Hi, I'm sure I'm just missing something but...

I have edited a few raw files for a friend who doesn't use Lightroom, just Photoshop CS3... He sent me a few raw files to work on and I want to just send him back the xmp files so he can open them in Photoshop w/ and see the adjustments I made in RAW.  

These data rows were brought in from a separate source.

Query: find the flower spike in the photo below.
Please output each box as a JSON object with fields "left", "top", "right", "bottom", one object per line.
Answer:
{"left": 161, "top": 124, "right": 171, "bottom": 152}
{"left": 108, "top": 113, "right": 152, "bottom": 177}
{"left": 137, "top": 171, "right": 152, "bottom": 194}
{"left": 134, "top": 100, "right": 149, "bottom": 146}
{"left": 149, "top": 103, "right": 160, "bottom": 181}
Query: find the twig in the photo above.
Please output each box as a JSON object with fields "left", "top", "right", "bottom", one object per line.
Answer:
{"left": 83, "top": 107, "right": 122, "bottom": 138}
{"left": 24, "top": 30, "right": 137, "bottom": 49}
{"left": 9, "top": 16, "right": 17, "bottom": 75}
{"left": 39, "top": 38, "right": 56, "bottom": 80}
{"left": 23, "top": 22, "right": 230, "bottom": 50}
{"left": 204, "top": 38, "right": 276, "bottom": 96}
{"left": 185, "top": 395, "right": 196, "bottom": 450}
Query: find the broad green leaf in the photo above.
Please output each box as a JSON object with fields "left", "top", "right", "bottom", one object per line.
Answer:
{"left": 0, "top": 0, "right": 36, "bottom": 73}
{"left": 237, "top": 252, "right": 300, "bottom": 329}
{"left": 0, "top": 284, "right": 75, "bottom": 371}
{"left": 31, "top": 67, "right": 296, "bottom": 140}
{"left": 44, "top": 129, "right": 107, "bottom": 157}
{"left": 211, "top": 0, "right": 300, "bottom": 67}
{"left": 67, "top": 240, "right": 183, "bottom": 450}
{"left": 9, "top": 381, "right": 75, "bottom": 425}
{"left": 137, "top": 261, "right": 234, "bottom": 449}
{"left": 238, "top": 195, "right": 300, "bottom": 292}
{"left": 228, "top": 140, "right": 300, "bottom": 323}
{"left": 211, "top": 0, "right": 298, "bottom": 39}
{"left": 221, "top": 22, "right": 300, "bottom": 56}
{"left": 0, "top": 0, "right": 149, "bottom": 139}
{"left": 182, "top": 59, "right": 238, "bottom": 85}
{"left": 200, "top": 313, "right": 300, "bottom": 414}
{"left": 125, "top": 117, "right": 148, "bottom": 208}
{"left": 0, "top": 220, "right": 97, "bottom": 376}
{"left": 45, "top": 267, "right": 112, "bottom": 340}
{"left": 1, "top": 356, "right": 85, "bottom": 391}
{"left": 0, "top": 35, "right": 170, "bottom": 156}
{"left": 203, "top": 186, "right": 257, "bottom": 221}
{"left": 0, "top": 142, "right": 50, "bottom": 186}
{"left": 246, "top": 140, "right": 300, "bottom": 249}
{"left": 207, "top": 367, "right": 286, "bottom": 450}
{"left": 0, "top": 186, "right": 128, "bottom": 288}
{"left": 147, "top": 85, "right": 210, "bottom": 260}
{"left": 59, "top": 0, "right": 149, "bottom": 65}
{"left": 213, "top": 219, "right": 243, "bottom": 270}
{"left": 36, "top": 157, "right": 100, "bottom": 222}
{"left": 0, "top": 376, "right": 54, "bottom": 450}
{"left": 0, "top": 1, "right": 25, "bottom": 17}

What's the best/simplest/quickest/sexiest way to do this?

Thanks!


----------



## Mark Sirota (Apr 14, 2008)

In Grid, hit Command-R to reveal your photo in the Finder.  You'll see the .xmp files alongside the raw files.  Send those to your friend using whatever messaging technology you prefer.


----------



## joshua (Apr 14, 2008)

Do I have to generate the metadata files first or automatically some how?


----------



## Mark Sirota (Apr 14, 2008)

Ah, sorry!  Yes, select the images and then hit Command-S.


----------



## Brad Snyder (Apr 15, 2008)

As Mark says, Cmd/ctrl-s forces a metadata write when auto-write is not enabled.

If you're the forgetful type, you can enable metadata auto-write in the Menu > File > Catalog Settings > Metadata Tab > 3rd option in Editing box at top.

Note that this setting is assigned on a per catalog basis, rather than gloabally across all catalogs.

The metadata is always maintained in the catalog database, this control specifies whether the auxilary file is written.


----------



## joshua (Apr 15, 2008)

Awesome! Thanks for the quick replies!


----------